In a 7-0 decision, the court upheld lower court rulings that said a class suit can proceed against AIC Ltd. and CI Mutual Funds Inc.
The firms were among five fund managers found by the Ontario Securities Commission in 2004 to have allowed market timing practices - quick in-and-out trading of fund units to exploit price discrepancies - which hurt their investors.
Market timing can hurt long-term investors in mutual funds by diluting a fund's assets, raising its costs and potentially forcing the manager to keep extra cash on hand.
Although the firms paid millions in a settlement with the securities regulator, some investors filed a class action suit seeking more money.
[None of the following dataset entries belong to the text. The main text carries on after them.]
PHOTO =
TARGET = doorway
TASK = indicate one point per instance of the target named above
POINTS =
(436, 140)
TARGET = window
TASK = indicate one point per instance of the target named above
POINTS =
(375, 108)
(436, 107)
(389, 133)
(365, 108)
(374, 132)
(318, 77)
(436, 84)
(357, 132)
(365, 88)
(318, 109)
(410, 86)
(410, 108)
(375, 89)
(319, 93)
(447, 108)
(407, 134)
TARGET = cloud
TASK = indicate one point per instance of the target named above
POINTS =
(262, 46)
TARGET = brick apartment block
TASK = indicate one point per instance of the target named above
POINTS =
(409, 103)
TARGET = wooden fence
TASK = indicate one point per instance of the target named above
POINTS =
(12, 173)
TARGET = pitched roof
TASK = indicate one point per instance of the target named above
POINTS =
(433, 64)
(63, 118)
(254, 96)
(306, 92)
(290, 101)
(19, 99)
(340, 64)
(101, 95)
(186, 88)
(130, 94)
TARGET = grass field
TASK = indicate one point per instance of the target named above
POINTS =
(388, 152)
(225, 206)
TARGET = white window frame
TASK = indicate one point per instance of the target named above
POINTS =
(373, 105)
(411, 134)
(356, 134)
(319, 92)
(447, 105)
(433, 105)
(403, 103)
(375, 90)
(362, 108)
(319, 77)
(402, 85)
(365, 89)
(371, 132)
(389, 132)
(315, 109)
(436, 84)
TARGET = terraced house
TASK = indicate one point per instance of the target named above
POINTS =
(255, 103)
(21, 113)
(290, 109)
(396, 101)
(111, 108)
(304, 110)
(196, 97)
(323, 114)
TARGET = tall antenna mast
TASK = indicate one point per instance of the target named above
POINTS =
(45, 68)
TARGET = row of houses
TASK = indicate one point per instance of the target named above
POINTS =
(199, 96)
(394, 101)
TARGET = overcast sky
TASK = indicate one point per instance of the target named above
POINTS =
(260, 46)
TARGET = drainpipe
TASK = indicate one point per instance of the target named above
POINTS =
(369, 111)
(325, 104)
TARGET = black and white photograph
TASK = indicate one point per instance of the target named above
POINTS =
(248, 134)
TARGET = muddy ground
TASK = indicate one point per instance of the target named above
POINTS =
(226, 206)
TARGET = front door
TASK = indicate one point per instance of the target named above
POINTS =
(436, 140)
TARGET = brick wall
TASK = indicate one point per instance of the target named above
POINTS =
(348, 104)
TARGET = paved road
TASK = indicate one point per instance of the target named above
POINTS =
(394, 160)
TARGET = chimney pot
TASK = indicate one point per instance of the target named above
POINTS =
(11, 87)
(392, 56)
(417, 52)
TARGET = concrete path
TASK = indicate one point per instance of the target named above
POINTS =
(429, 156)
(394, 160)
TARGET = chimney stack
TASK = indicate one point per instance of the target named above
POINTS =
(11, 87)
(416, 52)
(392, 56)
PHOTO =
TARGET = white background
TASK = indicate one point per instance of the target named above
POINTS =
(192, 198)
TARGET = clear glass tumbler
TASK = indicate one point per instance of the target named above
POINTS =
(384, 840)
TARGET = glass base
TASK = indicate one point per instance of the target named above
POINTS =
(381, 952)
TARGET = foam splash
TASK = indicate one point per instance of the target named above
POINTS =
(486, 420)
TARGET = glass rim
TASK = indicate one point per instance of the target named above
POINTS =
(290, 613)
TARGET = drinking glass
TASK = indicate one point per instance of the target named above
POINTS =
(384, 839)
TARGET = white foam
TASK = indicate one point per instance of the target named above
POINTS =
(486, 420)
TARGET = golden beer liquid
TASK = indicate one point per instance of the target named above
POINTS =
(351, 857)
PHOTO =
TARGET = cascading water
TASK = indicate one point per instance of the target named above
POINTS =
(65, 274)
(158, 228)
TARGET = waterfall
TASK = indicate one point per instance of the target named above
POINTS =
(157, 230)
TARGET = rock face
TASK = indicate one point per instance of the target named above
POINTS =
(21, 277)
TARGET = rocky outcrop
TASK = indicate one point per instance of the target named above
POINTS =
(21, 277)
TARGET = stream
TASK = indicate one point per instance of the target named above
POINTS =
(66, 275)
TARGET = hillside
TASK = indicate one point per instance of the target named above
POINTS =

A motion judge denied the suit, but that was overturned by other courts and now the Supreme Court has agreed the suit can proceed.
Three of the five firms involved have already settled, leaving the suit to go ahead against AIC and CI.
Writing for the court, Justice Thomas Cromwell said the original judge was wrong to have barred the class action suit.
"I agree with the Divisional Court and the Court of Appeal that the motion judge erred in principle in his analysis and that this justified appellate intervention in his exercise of discretion to refuse certification," Cromwell wrote.
"As I see it, the correct legal principles support those courts’ decision to certify the proposed class action."
CI (TSX:CIX) noted the Supreme Court's decision only allows the class action to proceed.
"CI Investments intends to vigorously defend this action, in part, on the basis that to the extent that our funds' investors suffered any harm, they have been fully compensated as a result of the payments that CI Investments made to them eight years ago as a result of the Ontario Securities Commission proceeding," the fund manager said in a statement.